Dipl.-Ing. Marco Motta
Abteilungsleiter Supply Chain Engineering Fraunhofer-Institut für Materialfluss und Logistik

„Mit Hilfe von Simulationen ermitteln wir, welche Potenziale zur langfristigen Effizienzsteigerung bestehen und wie groß die Effekte auf andere Zielgrößen sind“, erläutert Dipl.-Ing. Marco Motta vom Fraunhofer-Institut für Materialfluss und Logistik. Als Beispiel nennt er die Produktion des VW Amarok im argentinischen Pacheco in Buenos Aires. Auch wenn eine Reihe von Zulieferern rund um das Werk angesiedelt sind, so besteht die Herausforderung darin, eine Vielzahl der über 11.000 Teile, aus denen das Auto besteht, 11.000 Kilometer weit zu transportieren, und zwar so, dass die Teile genau dann ankommen, wenn sie gebraucht werden.
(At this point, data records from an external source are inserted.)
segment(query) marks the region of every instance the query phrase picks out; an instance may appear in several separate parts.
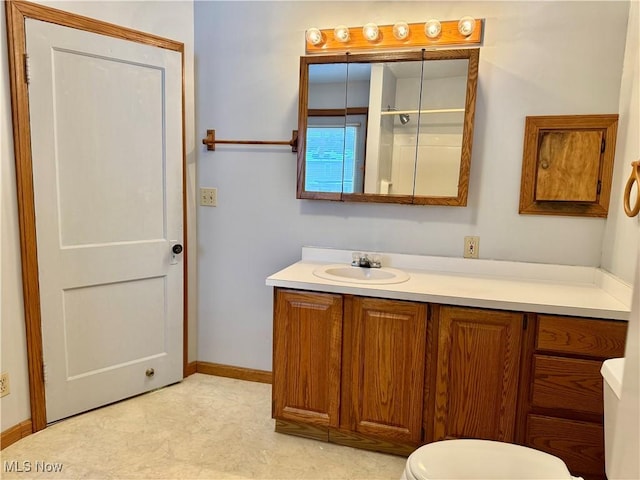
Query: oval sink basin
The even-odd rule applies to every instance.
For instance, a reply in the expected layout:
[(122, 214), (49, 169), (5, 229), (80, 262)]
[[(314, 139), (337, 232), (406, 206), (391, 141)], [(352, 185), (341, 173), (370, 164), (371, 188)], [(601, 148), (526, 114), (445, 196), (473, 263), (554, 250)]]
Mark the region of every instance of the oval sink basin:
[(313, 271), (316, 277), (335, 282), (384, 285), (409, 280), (409, 274), (395, 268), (361, 268), (344, 264), (323, 265)]

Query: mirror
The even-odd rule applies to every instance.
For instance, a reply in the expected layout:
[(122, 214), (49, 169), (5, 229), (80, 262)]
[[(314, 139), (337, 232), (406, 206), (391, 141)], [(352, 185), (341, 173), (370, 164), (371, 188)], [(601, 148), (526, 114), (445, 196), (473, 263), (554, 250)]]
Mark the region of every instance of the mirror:
[(297, 198), (466, 205), (478, 57), (301, 57)]

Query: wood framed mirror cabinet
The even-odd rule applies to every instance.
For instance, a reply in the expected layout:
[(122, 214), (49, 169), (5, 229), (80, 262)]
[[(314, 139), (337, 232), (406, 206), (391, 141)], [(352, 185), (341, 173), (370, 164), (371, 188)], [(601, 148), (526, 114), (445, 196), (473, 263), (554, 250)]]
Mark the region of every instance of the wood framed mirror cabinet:
[(297, 198), (465, 206), (479, 51), (300, 57)]

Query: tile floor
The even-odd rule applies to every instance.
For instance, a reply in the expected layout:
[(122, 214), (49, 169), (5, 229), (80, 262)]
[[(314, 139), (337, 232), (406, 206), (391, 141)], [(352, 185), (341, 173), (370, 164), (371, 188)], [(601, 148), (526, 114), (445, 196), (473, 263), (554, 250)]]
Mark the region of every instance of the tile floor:
[(271, 385), (202, 374), (59, 422), (0, 458), (7, 480), (397, 480), (405, 463), (275, 433)]

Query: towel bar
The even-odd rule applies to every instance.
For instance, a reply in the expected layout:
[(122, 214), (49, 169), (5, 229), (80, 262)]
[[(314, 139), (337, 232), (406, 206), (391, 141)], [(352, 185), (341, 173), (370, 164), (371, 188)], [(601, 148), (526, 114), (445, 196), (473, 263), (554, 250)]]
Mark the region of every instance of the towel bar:
[(293, 130), (291, 140), (272, 141), (272, 140), (217, 140), (215, 130), (207, 130), (207, 136), (202, 139), (202, 143), (207, 146), (207, 150), (216, 149), (216, 143), (233, 144), (233, 145), (289, 145), (292, 152), (298, 151), (298, 131)]

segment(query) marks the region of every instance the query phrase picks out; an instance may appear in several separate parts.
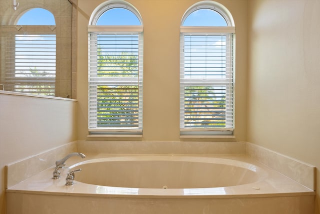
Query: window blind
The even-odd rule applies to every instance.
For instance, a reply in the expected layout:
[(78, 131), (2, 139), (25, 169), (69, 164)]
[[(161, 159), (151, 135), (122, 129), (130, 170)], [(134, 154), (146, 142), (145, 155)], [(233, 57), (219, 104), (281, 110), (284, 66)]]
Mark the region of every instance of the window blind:
[(232, 134), (232, 34), (181, 34), (182, 134)]
[(14, 91), (54, 96), (55, 35), (16, 35), (7, 43), (6, 80)]
[(142, 130), (142, 35), (89, 34), (89, 131)]

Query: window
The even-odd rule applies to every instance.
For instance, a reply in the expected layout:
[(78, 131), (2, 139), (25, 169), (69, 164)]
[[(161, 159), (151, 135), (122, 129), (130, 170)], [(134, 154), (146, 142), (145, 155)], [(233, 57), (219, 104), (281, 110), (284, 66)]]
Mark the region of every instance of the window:
[(200, 2), (180, 27), (180, 135), (232, 135), (234, 28), (222, 5)]
[(141, 134), (143, 35), (133, 6), (106, 2), (88, 27), (88, 129), (92, 134)]
[[(17, 24), (17, 28), (22, 25), (52, 27), (55, 22), (49, 11), (34, 8), (24, 14)], [(9, 64), (10, 75), (7, 78), (12, 82), (14, 91), (54, 96), (56, 33), (50, 30), (43, 32), (38, 30), (40, 28), (43, 27), (34, 26), (34, 31), (16, 34), (12, 38), (9, 45), (14, 49), (7, 52), (7, 55), (12, 56)]]

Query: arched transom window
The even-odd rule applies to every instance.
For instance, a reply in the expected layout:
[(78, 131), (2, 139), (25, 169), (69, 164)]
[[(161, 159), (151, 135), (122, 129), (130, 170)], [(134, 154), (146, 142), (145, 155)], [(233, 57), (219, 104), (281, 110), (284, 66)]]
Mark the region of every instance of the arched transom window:
[(124, 1), (92, 13), (89, 33), (88, 129), (91, 134), (142, 132), (142, 22)]
[(232, 135), (234, 27), (222, 5), (190, 8), (180, 27), (180, 130), (190, 135)]

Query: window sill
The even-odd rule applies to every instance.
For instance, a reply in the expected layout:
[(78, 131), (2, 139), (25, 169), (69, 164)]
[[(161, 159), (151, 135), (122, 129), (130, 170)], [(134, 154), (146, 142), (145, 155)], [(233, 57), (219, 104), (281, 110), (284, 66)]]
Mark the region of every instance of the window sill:
[(180, 139), (188, 139), (188, 138), (202, 138), (202, 139), (235, 139), (236, 136), (234, 135), (180, 135)]
[(88, 138), (142, 138), (142, 134), (90, 134), (86, 136)]

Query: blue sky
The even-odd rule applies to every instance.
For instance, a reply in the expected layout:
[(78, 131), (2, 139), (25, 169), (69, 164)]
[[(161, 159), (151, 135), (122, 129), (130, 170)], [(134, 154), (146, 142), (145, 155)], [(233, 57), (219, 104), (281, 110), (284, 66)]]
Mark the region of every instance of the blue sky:
[(19, 25), (56, 25), (54, 15), (42, 8), (34, 8), (24, 14), (17, 23)]
[[(56, 25), (52, 14), (46, 10), (35, 8), (26, 13), (18, 20), (20, 25)], [(97, 25), (140, 25), (136, 16), (123, 8), (107, 11), (98, 19)], [(190, 14), (184, 23), (184, 26), (226, 26), (223, 17), (214, 11), (200, 9)]]

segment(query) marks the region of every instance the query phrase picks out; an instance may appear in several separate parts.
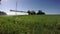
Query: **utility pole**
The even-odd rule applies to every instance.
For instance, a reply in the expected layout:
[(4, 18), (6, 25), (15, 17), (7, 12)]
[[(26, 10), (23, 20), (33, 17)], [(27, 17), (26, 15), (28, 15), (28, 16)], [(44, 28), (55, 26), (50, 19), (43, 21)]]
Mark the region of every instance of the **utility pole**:
[(1, 0), (0, 0), (0, 5), (1, 5)]
[(15, 10), (16, 10), (16, 15), (17, 15), (17, 0), (16, 0), (16, 9)]

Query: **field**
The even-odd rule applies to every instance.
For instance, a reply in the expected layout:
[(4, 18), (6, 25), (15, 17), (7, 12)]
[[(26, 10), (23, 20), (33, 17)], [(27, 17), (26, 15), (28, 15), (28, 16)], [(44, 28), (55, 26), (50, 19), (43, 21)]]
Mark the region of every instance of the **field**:
[(0, 34), (60, 34), (60, 15), (0, 16)]

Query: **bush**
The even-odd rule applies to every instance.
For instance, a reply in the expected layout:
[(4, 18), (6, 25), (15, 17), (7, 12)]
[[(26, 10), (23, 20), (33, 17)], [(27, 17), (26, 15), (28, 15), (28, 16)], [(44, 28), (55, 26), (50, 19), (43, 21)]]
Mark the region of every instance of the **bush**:
[(42, 10), (38, 10), (37, 15), (44, 15), (45, 13)]

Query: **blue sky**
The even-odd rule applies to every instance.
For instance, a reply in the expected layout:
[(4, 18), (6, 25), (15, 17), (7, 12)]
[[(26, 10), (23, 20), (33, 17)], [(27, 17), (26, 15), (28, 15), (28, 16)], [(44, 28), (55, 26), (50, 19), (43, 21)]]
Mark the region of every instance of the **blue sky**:
[(60, 0), (2, 0), (0, 10), (11, 13), (9, 10), (16, 8), (20, 11), (42, 10), (47, 14), (60, 14)]

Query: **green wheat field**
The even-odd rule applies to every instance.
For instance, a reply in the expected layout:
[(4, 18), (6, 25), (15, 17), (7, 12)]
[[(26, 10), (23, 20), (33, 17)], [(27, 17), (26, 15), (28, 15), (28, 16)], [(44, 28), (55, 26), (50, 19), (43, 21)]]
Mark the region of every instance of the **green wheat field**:
[(0, 34), (60, 34), (60, 15), (0, 16)]

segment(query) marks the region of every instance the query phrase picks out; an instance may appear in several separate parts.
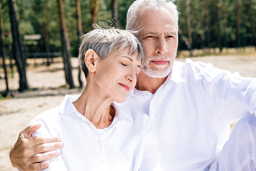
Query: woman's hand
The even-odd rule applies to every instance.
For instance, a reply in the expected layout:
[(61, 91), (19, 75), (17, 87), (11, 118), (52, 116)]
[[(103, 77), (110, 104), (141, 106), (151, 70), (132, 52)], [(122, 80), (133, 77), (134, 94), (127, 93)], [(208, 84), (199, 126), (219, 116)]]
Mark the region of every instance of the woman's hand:
[(40, 124), (29, 125), (19, 133), (18, 139), (10, 152), (12, 166), (21, 170), (41, 170), (50, 165), (45, 161), (60, 155), (63, 144), (61, 139), (55, 137), (35, 137), (31, 135), (38, 130)]

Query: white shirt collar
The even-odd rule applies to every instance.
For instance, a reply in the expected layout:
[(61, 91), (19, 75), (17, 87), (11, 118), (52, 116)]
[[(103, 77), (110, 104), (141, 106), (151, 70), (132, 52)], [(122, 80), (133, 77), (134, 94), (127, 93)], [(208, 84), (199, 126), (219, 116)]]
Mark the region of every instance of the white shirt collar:
[[(186, 79), (182, 73), (182, 66), (183, 65), (184, 63), (183, 62), (175, 61), (173, 70), (168, 75), (168, 77), (164, 83), (158, 89), (157, 92), (161, 91), (164, 89), (165, 86), (170, 83), (171, 80), (176, 83), (181, 83), (186, 81)], [(151, 93), (147, 91), (140, 91), (134, 88), (129, 93), (127, 97), (133, 96), (136, 97), (140, 97), (148, 93)]]
[[(63, 114), (69, 114), (71, 113), (75, 113), (77, 116), (80, 117), (84, 121), (88, 121), (86, 118), (79, 113), (75, 106), (73, 104), (73, 102), (78, 98), (80, 96), (74, 95), (66, 95), (64, 100), (60, 104), (59, 108), (59, 112)], [(119, 106), (117, 102), (114, 101), (112, 103), (112, 105), (116, 110), (116, 115), (114, 119), (117, 119), (120, 121), (124, 120), (125, 118), (129, 119), (132, 122), (133, 122), (134, 118), (132, 115), (125, 110), (125, 107)]]

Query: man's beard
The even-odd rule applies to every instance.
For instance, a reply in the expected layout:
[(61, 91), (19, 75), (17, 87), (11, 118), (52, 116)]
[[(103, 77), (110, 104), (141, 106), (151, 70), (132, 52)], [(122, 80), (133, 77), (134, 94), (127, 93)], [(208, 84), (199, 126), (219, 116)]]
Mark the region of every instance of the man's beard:
[[(166, 67), (166, 65), (156, 65), (155, 69), (151, 69), (150, 68), (150, 64), (152, 60), (166, 60), (168, 61), (168, 65)], [(166, 55), (159, 54), (158, 56), (154, 56), (151, 58), (146, 59), (145, 66), (144, 66), (142, 71), (149, 76), (153, 78), (164, 78), (169, 74), (173, 69), (174, 59), (170, 58)]]

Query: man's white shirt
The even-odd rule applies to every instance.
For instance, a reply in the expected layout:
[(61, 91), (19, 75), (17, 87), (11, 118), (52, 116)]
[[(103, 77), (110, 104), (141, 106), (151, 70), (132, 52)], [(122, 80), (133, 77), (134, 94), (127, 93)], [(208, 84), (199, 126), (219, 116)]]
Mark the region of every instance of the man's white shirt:
[(256, 113), (256, 79), (188, 59), (175, 62), (154, 94), (134, 89), (120, 104), (153, 120), (163, 170), (207, 170), (228, 140), (231, 123)]

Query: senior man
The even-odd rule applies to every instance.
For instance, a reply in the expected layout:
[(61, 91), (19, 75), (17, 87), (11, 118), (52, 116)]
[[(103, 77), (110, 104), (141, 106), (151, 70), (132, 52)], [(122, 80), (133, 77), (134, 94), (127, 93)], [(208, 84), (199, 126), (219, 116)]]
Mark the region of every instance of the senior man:
[[(176, 7), (165, 0), (137, 0), (131, 6), (126, 29), (138, 30), (147, 61), (121, 104), (147, 114), (154, 122), (163, 170), (218, 170), (216, 159), (230, 123), (256, 112), (256, 79), (210, 64), (175, 61), (178, 20)], [(49, 162), (36, 162), (59, 155), (51, 152), (63, 146), (57, 137), (30, 137), (39, 126), (20, 132), (10, 153), (14, 167), (42, 169)]]

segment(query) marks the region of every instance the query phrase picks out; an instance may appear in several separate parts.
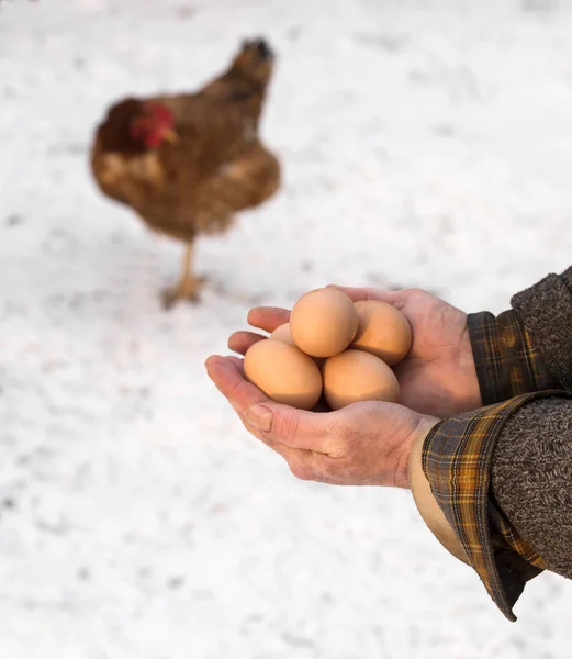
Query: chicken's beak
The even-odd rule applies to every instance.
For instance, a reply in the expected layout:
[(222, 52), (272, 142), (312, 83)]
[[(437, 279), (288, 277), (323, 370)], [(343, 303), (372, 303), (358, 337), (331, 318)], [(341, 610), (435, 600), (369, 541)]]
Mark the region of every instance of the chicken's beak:
[(179, 142), (181, 141), (181, 138), (177, 134), (177, 131), (175, 131), (173, 129), (166, 129), (165, 131), (162, 131), (161, 136), (165, 139), (165, 142), (168, 142), (169, 144), (179, 144)]

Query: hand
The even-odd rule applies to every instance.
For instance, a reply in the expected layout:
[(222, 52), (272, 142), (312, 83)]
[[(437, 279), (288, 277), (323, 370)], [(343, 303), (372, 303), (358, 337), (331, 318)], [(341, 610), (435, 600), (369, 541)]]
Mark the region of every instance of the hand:
[(206, 370), (245, 427), (302, 480), (408, 487), (411, 447), (437, 418), (393, 403), (355, 403), (321, 414), (281, 405), (244, 378), (238, 357), (210, 357)]
[[(482, 406), (464, 312), (417, 289), (336, 288), (355, 302), (380, 300), (393, 304), (410, 321), (413, 346), (394, 369), (401, 387), (401, 404), (440, 418)], [(287, 323), (289, 316), (290, 312), (284, 309), (260, 306), (250, 311), (248, 322), (273, 332), (278, 325)], [(251, 332), (237, 332), (228, 339), (228, 347), (244, 355), (261, 338)]]

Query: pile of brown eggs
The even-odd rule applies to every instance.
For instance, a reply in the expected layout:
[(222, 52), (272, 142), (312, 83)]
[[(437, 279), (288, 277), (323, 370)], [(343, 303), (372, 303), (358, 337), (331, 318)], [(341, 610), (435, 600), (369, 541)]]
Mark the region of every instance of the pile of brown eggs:
[(391, 304), (354, 303), (336, 288), (317, 289), (300, 298), (289, 323), (249, 348), (244, 369), (268, 398), (301, 410), (314, 409), (322, 395), (330, 410), (395, 402), (391, 367), (411, 345), (410, 323)]

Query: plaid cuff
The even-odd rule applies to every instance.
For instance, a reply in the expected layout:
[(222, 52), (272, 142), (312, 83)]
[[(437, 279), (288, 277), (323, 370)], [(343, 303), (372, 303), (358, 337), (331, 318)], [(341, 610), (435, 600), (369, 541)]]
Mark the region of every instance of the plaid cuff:
[(423, 469), (431, 492), (489, 594), (509, 621), (525, 583), (545, 568), (490, 493), (491, 465), (506, 421), (527, 402), (563, 391), (514, 398), (441, 421), (427, 435)]
[(516, 312), (469, 314), (469, 335), (484, 405), (516, 395), (562, 389)]

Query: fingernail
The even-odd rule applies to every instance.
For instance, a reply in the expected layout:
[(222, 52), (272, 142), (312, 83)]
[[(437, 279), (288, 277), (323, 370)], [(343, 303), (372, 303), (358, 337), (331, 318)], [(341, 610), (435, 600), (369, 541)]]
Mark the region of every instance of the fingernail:
[(272, 427), (272, 411), (263, 405), (250, 405), (246, 411), (246, 421), (262, 433), (268, 433)]

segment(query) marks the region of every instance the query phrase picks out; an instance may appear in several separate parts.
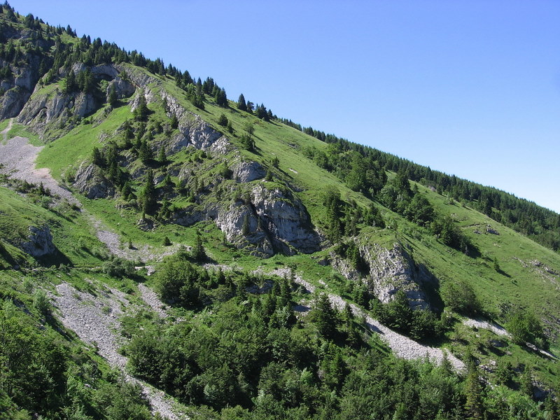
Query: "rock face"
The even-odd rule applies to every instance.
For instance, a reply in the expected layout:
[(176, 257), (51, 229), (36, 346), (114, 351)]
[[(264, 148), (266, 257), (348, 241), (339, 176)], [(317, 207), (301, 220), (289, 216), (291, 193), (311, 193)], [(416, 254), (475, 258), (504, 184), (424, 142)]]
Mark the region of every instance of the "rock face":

Im Rahmen der Auftragsforschung hat das Fraunhofer IML für Volkswagen Nutzfahrzeuge eine prototypische Lösung entwickelt, welche es der Disposition ermöglicht, auf eine integrierte Informationsbasis über die Supply Chain zuzugreifen, um beispielsweise eine Verfügbarkeitsplanung durchzuführen. „Die Materialdisposition in einer globalen Supply Chain ist“, so Motta, „eine komplexe Herausforderung“, da die Konfiguration von Automobilen inzwischen so individualisiert sei, dass es durchaus auch Losgrößen von „1“ gebe.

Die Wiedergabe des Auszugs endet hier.